Background: In commercial agricultural industries like poultry, animals are simultaneously given a number of vaccines and probiotics to improve productivity. Studies describing the effectiveness of these products typically look at their effects alone vs a non-treated group. Thus, our lab is interested in how the combination of these prophylactics (more specifically, a probiotic mixture with or without a live Salmonella vaccine) alters host responses in chickens.

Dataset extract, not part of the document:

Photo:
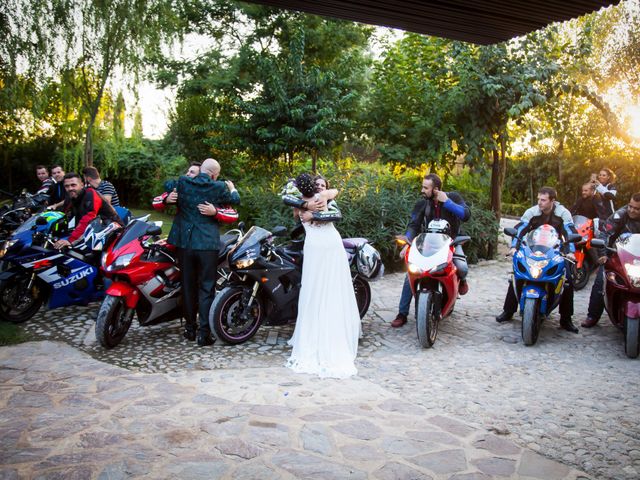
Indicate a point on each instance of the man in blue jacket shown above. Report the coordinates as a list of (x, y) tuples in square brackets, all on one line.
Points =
[(195, 234)]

1. ^Redweik GAJ, Stromberg ZR, Van Goor A, and Mellata M (2019). Protection against avian pathogenic Escherichia coli and Salmonella Kentucky exhibited in chickens given both probiotics and live Salmonella vaccine. Poultry Science. https://doi.org/10.1016/j.psj.2019.10.038
Summary: Chickens are a reservoir for pathogenic bacteria which can either inflict disease in chickens themselves (ex: E. coli) or be shed via feces and contaminate food products (ex: Salmonella). Given many of these pathogens are resistant to antibiotics, use of live prophylactics like probiotics or live Salmonella vaccines, both of which are currently implemented in poultry practices, are a feasible alternative to reducing levels of these bacteria. Additionally, there is evidence suggesting that probiotics can serve as biological adjuvants to improve vaccine efficacy. In this study, we found this combination uniquely improved resistance to both E. coli disease and Salmonella fecal shedding in chickens, further supporting the role of probiotics as adjuvants.
2. ^Redweik GAJ, Daniels K, Severin AJ, Lyte M and Mellata M (2020). Oral Treatments With Probiotics and Live Salmonella Vaccine Induce Unique Changes in Gut Neurochemicals and Microbiome in Chickens. Front. Microbiol. 10:3064. doi: 10.3389/fmicb.2019.03064
Summary: Both probiotics and live Salmonella vaccines are given orally in chickens, suggesting they might have effects on the gastrointestinal environment. In this study, we found unique changes in catecholamine metabolism. Additionally, we found microbiome profiles to be unique per treatment group. Additionally, we used linear regression models to find that Enterobacteriaceae and Akkermansia muciniphila positively-correlated with the catecholamine metabolites norepinephrine and tyrosine, respectively. Altogether, these data show that the choice to use probiotics and a live vaccine alone or in-combination has major implications in abundances of important taxa as well as neurochemical synthesis, which may have an influence on the gut-brain-microbiota axis in chickens.